Geocoding with Google is a two-stage process which requires [Google Geocoding API](https://developers.google.com/maps/documentation/geocoding/start). First, Google Geocoding API provides users with a Place ID for each location. The Place ID uniquely identifies a place as it is stored in the Google Places database and on Google Maps. Because the language of the dataset is Italian, the language of the API was set to Italian. It was found that setting the API language as the language of the data-set improves the accuracy of the geocoding results. At the same time, however, the results are also returned in Italian. In order to have the results returned in Enlgish, only the Place ID was extracted in this first stage. Once the Place ID was received, it was possible to use the Google Geocoding API to perform *reverse geocoding*, that is to obtain all the details for the location in English (e.g., geo-coordinates, administrative level). In this way, the results are dispalyed in English thus making the GNM App more user-friendly.

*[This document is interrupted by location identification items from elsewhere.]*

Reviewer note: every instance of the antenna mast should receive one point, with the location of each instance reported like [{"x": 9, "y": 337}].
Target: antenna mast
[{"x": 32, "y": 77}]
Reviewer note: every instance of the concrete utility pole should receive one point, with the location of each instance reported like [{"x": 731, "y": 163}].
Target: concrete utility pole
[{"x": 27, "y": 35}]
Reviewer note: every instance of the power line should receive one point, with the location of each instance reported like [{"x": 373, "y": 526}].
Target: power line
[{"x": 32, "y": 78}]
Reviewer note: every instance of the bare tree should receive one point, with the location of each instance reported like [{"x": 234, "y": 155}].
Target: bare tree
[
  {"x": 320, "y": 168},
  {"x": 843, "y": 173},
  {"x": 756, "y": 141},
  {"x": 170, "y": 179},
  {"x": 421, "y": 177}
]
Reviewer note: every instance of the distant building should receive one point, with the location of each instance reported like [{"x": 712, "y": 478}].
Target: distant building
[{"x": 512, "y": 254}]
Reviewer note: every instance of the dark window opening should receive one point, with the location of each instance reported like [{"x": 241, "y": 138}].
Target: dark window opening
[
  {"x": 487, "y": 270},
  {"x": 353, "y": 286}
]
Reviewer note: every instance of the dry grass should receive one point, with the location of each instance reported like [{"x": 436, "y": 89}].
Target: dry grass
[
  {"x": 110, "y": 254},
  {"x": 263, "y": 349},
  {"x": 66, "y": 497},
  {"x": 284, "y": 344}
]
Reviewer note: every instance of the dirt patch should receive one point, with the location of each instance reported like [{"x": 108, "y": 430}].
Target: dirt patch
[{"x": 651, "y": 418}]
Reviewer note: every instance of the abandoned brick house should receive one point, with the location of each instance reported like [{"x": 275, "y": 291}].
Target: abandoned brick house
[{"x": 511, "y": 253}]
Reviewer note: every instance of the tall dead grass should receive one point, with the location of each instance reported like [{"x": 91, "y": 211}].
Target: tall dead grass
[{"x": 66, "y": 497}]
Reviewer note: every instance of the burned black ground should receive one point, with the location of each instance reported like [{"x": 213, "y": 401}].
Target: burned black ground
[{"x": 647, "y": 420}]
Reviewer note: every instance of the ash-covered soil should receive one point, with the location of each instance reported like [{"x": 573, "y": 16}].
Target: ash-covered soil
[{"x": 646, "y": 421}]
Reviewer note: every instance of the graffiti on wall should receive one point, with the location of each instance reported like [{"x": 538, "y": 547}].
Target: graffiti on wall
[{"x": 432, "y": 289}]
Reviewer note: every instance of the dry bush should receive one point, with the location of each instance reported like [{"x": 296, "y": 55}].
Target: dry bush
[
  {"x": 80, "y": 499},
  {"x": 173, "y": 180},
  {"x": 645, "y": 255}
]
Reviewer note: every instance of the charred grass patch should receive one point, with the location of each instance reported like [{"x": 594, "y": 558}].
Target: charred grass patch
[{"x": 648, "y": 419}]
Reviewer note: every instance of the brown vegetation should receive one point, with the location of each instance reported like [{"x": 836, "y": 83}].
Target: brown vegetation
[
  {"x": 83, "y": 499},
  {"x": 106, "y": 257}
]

The geocoding process was performed only for locations that occurred 8 times or more in the entire corpus. This methodological decision was made to overcome two limitations: 1) noise in the original data mainly due to OCR mistakes and 2) a relatively high number of false positives found by the sequence tagging tool <8 'locations'. Please refer to [/REMARKS.md](/REMARKS.md) for further details on the accuracy of the sequence tagger for Italian models.

## Understanding the Google Geocoding results
In addition to the geo-coordinates, Google also provides additional details, such as the tag *type[]* which indicates why Google has provided certain geo-coordinates to a location. Some of these geo-coordinates may have been "misinterpreted", therefore understanding the *type[]* of a location is important. "Misinterpretations" may happen especially when working with historical data. Because the Google Places database stores places based on a contemporary world map, the locations in a historical dataset may have changed name or may no longer exist. Moreover, categories such as country, city, region, municipality, etc. which Google uses to determine the location *type[]* are highly dependent on the location itself and consequently, certain categories may not apply or they may change from place to place.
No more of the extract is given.